Dieu est Amour. Il ne faut surtout pas nous habituer à ce que cette phrase soit devant nous, au point que nous finissions par l’avoir dans notre champ de vision, sans plus la voir vraiment et sans plus être interpellés par elle. Il ne faut surtout pas porter sur elle un regard vide et abstrait. En effet, elle nous dit quelque chose sur Dieu à partir d’une expérience très concrète que nous vivons tous et toutes, et qui est celle de nos humaines amours. L’amour dont Dieu aime et qui le fait Amour est, portée à l’infini, une forme d’amour que nous expérimentons nous-mêmes dans toutes les relations d’affection ou de solidarité qui font partie de nos vies : relations de couple, relations familiales, relations de voisinage, relations d’amitiés, relations de travail, relations de compassion, relations d’engagement social. Dans toutes ces relations, les circonstances de la vie et l’inspiration de l’Esprit nous appellent, à un moment ou l’autre, à franchir un seuil qui nous fait toucher le sol de l’amour divin. Arrive un moment, par exemple, où une relation de couple en crise demande plus que la passion amoureuse des premiers temps; un moment où une relation parentale avec un enfant fragile, handicapé ou difficile, ou encore avec un adolescent rebelle ou un adulte délinquant, demande plus que l’affection spontanée des beaux jours; un moment où des relations conflictuelles dans la famille, le voisinage ou les associations, y compris les Églises, demandent plus que la confortable connivence qui allait de soi en des temps meilleurs.

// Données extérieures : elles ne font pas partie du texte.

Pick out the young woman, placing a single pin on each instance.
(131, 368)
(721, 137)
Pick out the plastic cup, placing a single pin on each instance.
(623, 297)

Dans toutes ces situations, l’amour, pour durer, pour se survivre à lui-même et se porter en avant dans le mouvement de son avenir, doit assumer sa part de souffrance; vivant ainsi à dimension réduite la souffrance que Jésus a assumée dans son amour pour l’ensemble de l’humanité. L’évangile de Jean met dans la bouche de Jésus cette Parole que nous venons de lire : « Nul n’a d’amour plus grand que celui qui se dessaisit de sa vie pour ceux qu’il aime. » (Jn 15, 13). Le verbe grec que notre traduction, celle de la TOB, a rendu par le terme peu courant se dessaisir veut littéralement dire mettre, placer, poser, déposer. Vient un moment où l’évolution d’une relation demande que nous y mettions non pas nécessairement toute notre vie, comme Jésus l’a fait, mais tout au moins quelque chose de nous-mêmes qui était jusque-là au cœur de notre vie : une tranquillité, une sérénité, des habitudes de vie, des idées toutes faites, des jugements de valeur, et même éventuellement des projets. Vient le moment où l’évolution d’une relation demande que nous les offrions en sacrifice. Le cours de la vie peut en être changé, comme plusieurs d’entre nous l’ont sans doute expérimenté.
On peut décider ou non de franchir ce seuil d’insécurité auquel l’amour appelle. Une personne qui siégeait sur le conseil d’administration d’une ressource en santé mentale m’a confié, un jour, son étonnement devant le nombre de personnes atteintes qui étaient laissées à elles-mêmes par leurs proches. À n’en pas douter, leur discours et leur comportement ont souvent de quoi déstabiliser des personnes de bonne volonté qui ne sont ni informées, ni préparées à composer avec cette réalité. C’est en s’informant, en consultant, en apprenant par essai et erreur à répondre du mieux possible à des situations qui prennent parfois un caractère dramatique, qu’on injecte à petite dose dans une relation établie un don de soi qui aide la personne concernée et nous transforme nous-mêmes sur un chemin d’amour. Celui-ci nous incorpore sans doute plus à Dieu que des heures consacrées à fuir les défis de la vie dans trop de distractions ou, ce qui est plus rare aujourd’hui, dans trop de religion.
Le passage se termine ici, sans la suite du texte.